Despite these challenges, many professionals, including Dr. Sharp, recognise the potential of AI to alleviate some administrative burdens. An increasing number of practitioners are adopting AI transcription in their practices, but studies have yielded mixed results regarding whether these tools improve clinicians' overall efficiency. The variations in outcomes raise questions about the true value of AI in enhancing productivity within a medical setting.
The integration of AI technologies, such as transcription and messaging assistance, brings both innovation and caution to the forefront of medical practice. Experts like Adam Rodman, an internal medicine doctor, express apprehension about the current state of AI, suggesting that while promising, it still has a way to go before it can reliably serve in high-stakes medical environments. "I do think this is one of those promising technologies, but it’s just not there yet," Rodman stated.

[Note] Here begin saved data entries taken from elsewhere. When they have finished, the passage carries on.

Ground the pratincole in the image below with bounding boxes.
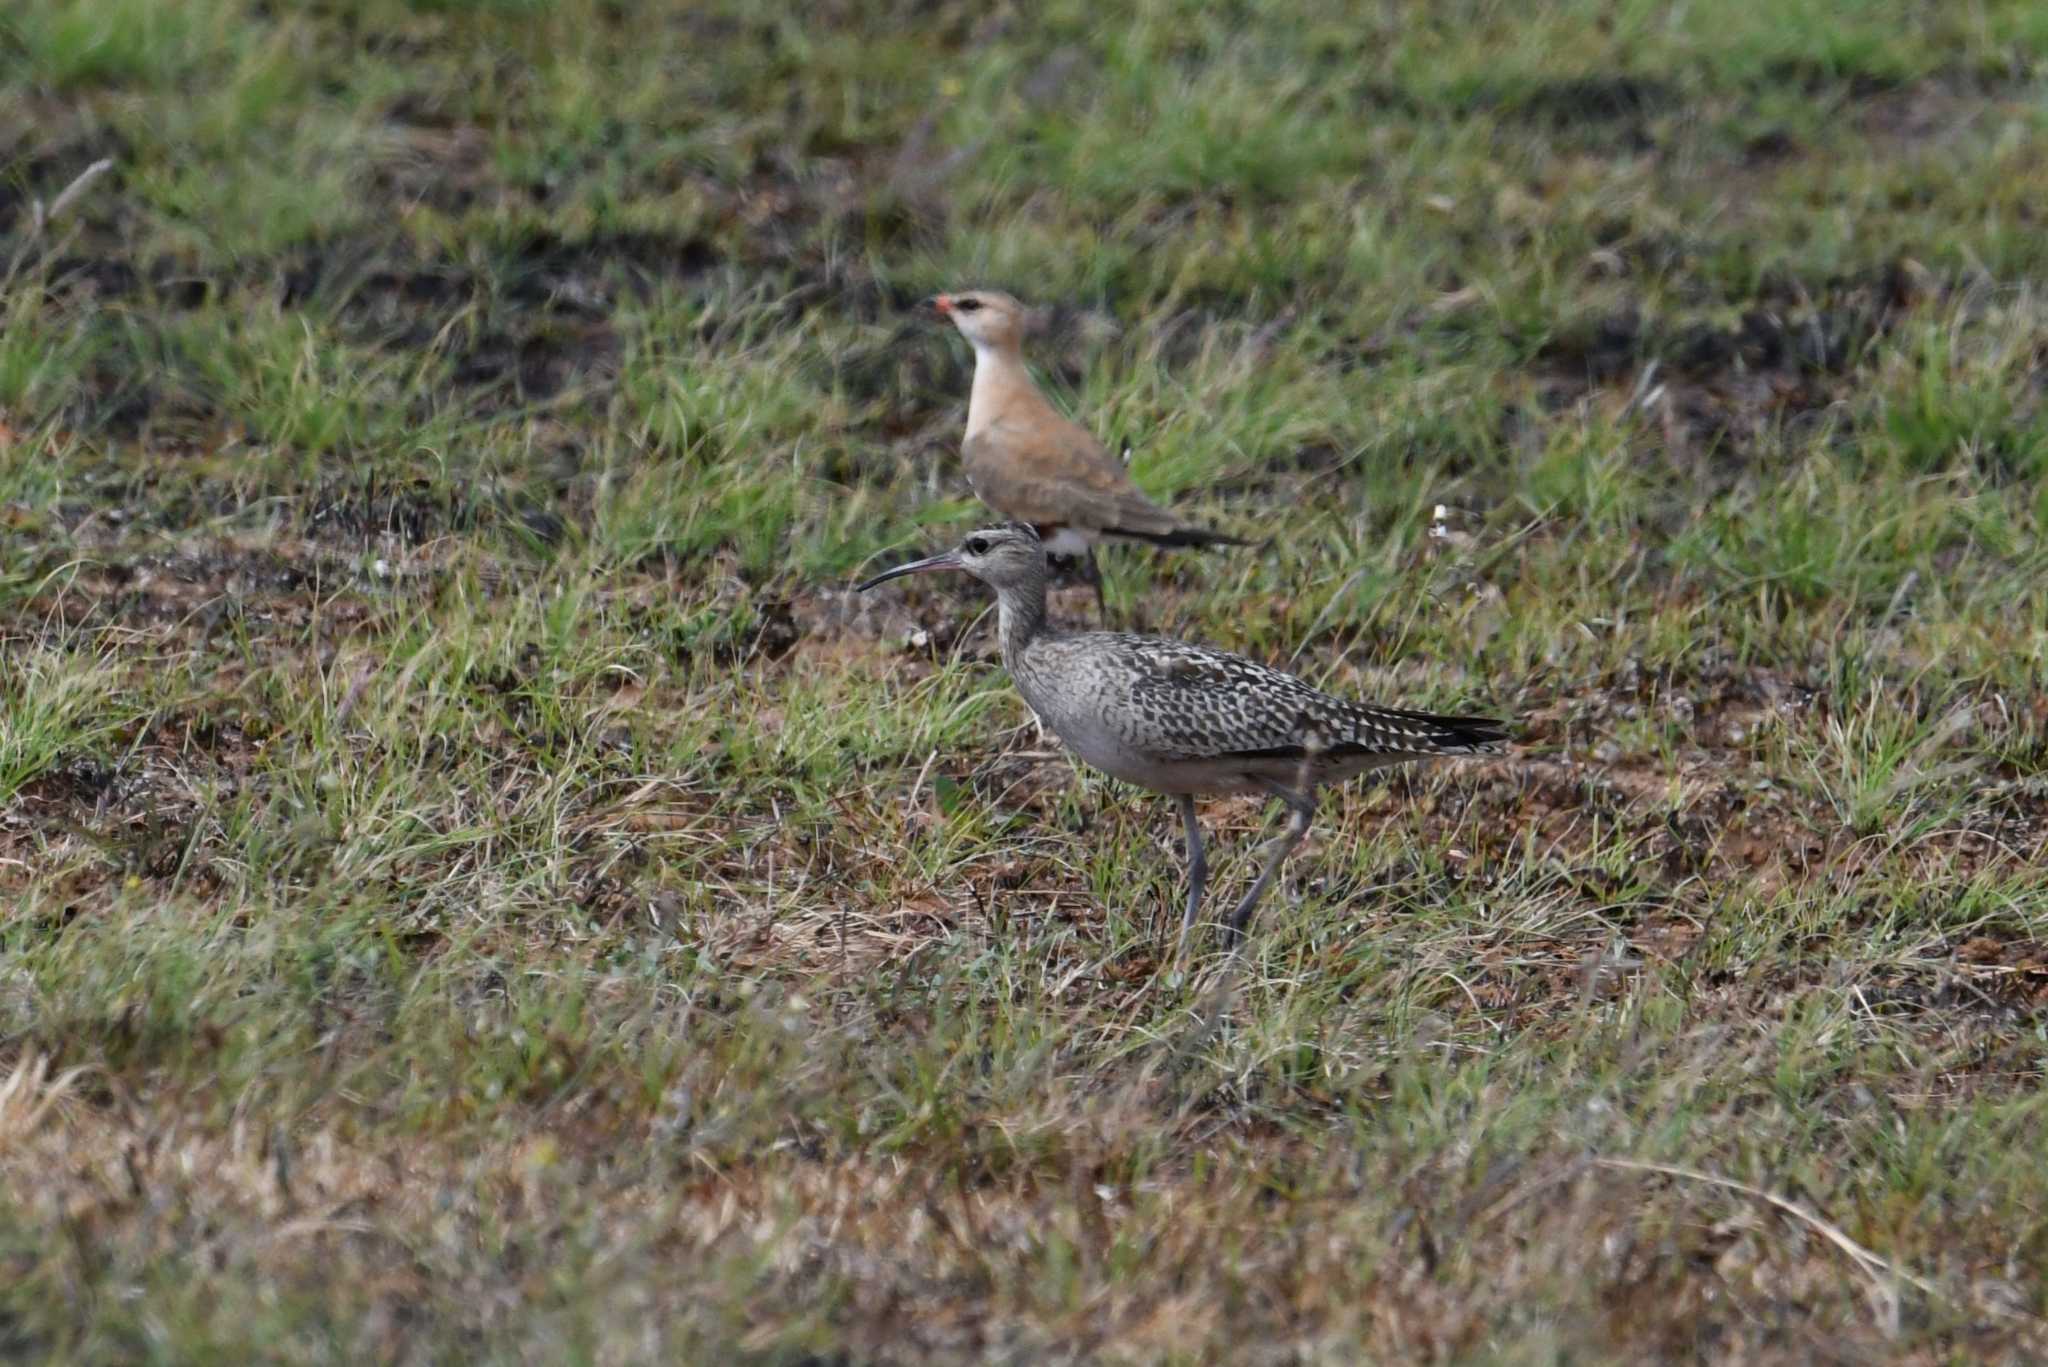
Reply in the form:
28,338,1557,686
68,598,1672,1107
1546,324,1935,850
921,290,1249,620
859,523,1509,951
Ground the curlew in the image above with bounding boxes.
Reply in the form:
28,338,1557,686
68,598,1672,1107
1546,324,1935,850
859,523,1508,949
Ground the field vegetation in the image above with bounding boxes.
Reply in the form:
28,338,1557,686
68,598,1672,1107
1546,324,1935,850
3,0,2048,1359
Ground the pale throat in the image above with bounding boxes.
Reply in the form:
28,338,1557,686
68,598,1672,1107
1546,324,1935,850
964,339,1032,441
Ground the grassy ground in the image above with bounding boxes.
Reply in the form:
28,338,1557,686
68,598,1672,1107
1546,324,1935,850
3,0,2048,1359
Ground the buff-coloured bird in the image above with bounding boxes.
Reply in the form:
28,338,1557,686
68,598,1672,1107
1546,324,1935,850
922,290,1249,619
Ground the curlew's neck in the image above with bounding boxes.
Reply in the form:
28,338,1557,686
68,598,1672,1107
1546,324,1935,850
992,566,1053,664
964,340,1041,442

As the landscape of healthcare continues to evolve with AI, institutions are being urged to conduct ongoing research and develop safeguards to ensure that AI outputs remain effective and safe for patient care. The University of California, San Francisco, which recently implemented AI scribe software, is closely monitoring the level of human oversight in AI-generated documentation to gauge its long-term impacts. “If we see less editing happening, either the technology’s getting better or there’s a risk humans are becoming intellectually reliant on the tool,” cautioned Sara Murray, chief health AI officer at UCSF.
As AI technology continues to permeate various facets of healthcare, the balance between innovation and patient safety, efficiency, and accuracy remains a critical consideration for medical practitioners and institutions alike.